"'Why cannot we have as nice things at our party as Mrs. Longworth gave us?' inquired one.

"'Because,' said his mother, 'we are not so rich.'

"'Then don't let us have a party,' was the next remark; 'I should hate for the boys to come here and say, "How different it is from Mrs. Longworth's!"'

"And yet, until then, there had been happy gatherings of bright children under the roof where the speaker lived, and the unwonted luxuries seen on the richer lady's table had neither been missed nor wanted.

"The mother of another young guest ventured to invite her children's friends to a simpler feast, in accordance with an annual custom, though she, too, rather dreaded an allusion to Mrs. Longworth's grand doings, and it came at last.

"'Are you enjoying the party?' said one of the youngsters, who was looking as happy as possible, to another who was standing aloof, as if Blind Man's Buff were a degradation after conjurors and marionnettes.

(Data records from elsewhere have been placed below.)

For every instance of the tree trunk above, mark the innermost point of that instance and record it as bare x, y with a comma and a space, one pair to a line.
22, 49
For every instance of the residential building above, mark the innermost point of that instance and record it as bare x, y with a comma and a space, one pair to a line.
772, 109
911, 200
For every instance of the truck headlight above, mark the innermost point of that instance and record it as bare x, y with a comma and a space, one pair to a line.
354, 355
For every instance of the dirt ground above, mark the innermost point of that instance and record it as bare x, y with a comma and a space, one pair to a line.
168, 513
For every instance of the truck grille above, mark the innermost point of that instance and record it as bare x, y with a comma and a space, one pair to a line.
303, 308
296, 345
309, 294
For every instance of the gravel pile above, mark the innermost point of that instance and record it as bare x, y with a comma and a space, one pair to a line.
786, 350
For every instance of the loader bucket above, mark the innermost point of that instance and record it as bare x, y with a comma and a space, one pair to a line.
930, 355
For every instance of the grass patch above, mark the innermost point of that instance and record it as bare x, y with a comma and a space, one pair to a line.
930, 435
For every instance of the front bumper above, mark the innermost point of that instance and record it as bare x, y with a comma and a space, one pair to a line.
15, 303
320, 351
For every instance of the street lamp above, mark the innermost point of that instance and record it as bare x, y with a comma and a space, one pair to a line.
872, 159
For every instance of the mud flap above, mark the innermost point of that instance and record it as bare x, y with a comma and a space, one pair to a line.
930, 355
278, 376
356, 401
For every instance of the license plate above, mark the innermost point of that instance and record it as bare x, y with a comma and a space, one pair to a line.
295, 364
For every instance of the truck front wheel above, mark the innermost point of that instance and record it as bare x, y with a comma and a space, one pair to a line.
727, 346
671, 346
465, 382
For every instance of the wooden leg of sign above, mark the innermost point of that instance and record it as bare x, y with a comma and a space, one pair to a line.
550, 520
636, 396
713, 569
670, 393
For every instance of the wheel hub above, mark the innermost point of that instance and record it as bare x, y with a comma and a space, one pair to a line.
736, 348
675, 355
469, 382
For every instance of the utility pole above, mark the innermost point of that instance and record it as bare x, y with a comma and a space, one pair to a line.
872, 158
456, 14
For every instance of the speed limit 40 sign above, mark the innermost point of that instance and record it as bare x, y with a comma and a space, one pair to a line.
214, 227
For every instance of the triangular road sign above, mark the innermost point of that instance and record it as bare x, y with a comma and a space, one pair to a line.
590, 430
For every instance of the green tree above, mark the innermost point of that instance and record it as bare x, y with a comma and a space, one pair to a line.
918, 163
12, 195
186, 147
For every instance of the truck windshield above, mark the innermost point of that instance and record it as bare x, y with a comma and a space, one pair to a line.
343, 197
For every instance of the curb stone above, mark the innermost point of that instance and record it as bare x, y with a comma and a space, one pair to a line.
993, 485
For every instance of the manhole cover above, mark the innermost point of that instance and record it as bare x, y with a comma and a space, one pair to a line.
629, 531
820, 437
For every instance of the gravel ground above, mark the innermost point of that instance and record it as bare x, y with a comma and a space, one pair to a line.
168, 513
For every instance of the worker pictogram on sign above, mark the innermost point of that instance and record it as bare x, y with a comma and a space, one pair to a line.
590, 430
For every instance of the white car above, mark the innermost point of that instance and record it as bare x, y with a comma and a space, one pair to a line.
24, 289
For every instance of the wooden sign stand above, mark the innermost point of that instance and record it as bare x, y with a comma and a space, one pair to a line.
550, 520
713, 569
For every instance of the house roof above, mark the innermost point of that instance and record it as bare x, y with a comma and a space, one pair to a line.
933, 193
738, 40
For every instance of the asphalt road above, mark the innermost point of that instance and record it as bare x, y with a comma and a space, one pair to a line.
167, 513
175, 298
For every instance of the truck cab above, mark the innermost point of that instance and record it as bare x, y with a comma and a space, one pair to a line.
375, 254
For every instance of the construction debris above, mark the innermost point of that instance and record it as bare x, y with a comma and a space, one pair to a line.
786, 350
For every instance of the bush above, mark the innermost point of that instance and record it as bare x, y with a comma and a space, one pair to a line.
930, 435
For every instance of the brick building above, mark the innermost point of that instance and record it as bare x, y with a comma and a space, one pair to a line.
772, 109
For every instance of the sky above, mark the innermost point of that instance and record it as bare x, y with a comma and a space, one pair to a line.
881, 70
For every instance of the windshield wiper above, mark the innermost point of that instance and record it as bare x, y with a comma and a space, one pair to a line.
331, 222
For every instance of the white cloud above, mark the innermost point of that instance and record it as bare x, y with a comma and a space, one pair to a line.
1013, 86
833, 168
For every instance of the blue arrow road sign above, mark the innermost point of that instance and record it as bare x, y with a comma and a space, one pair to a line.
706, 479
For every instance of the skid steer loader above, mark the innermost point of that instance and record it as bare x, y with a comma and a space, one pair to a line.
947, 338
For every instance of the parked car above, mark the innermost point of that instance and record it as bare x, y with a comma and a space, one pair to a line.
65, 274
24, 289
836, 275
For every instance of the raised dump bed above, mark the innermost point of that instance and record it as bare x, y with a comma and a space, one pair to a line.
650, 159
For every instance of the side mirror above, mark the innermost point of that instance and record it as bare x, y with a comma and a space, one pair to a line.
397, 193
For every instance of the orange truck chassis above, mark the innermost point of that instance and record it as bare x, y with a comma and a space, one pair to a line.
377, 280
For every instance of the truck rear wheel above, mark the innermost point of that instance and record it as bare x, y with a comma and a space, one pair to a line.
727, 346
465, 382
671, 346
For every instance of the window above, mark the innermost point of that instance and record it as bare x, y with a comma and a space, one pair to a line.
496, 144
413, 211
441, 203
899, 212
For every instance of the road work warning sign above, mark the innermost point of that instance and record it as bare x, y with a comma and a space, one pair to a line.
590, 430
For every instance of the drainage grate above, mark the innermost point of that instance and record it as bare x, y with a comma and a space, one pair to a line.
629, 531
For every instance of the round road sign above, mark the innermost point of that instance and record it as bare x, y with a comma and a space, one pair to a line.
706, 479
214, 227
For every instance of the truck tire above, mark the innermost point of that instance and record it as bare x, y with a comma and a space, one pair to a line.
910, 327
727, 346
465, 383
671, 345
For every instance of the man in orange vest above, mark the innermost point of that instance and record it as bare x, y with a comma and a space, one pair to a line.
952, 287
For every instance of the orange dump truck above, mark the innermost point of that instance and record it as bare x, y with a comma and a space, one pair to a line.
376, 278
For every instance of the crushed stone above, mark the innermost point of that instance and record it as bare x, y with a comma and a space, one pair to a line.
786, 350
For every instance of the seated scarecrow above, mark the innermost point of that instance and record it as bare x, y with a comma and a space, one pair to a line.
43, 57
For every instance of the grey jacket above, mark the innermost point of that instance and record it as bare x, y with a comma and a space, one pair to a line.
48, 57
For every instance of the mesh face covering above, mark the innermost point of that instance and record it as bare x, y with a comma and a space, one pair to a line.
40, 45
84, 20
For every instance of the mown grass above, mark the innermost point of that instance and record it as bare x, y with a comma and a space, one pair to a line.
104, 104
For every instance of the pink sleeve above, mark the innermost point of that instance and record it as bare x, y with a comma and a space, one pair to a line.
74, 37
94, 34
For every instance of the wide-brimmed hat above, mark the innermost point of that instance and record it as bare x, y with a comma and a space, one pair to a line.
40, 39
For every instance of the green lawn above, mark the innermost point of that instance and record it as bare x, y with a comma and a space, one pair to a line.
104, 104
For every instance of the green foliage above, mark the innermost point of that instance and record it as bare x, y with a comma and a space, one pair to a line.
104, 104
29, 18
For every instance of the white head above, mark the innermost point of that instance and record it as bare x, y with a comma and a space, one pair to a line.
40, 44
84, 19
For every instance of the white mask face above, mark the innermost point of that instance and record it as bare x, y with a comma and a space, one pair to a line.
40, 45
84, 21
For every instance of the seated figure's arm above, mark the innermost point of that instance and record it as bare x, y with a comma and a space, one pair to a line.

"'Fairly,' was the cool reply. 'But I don't call this a party, it is only going out to tea, you know.'"

Uncle Maurice laughed as his sister finished her account of the grand spread and its results.

Dear, kind Mrs. Longworth was, all unconsciously, walking too big, both for her child guests and their parents. When she racked her brain to give them pleasure, and neither spared trouble nor purse, she little imagined that she could possibly do harm by the very lavish nature of her kindness.

I had a similar experience after a grown-up party where the entertainment was magnificent, not at all beyond the givers' means, but such as few of their guests could return in kind. A lady amongst these, when saying farewell to her hostess, thanked her for the delightful evening she had spent.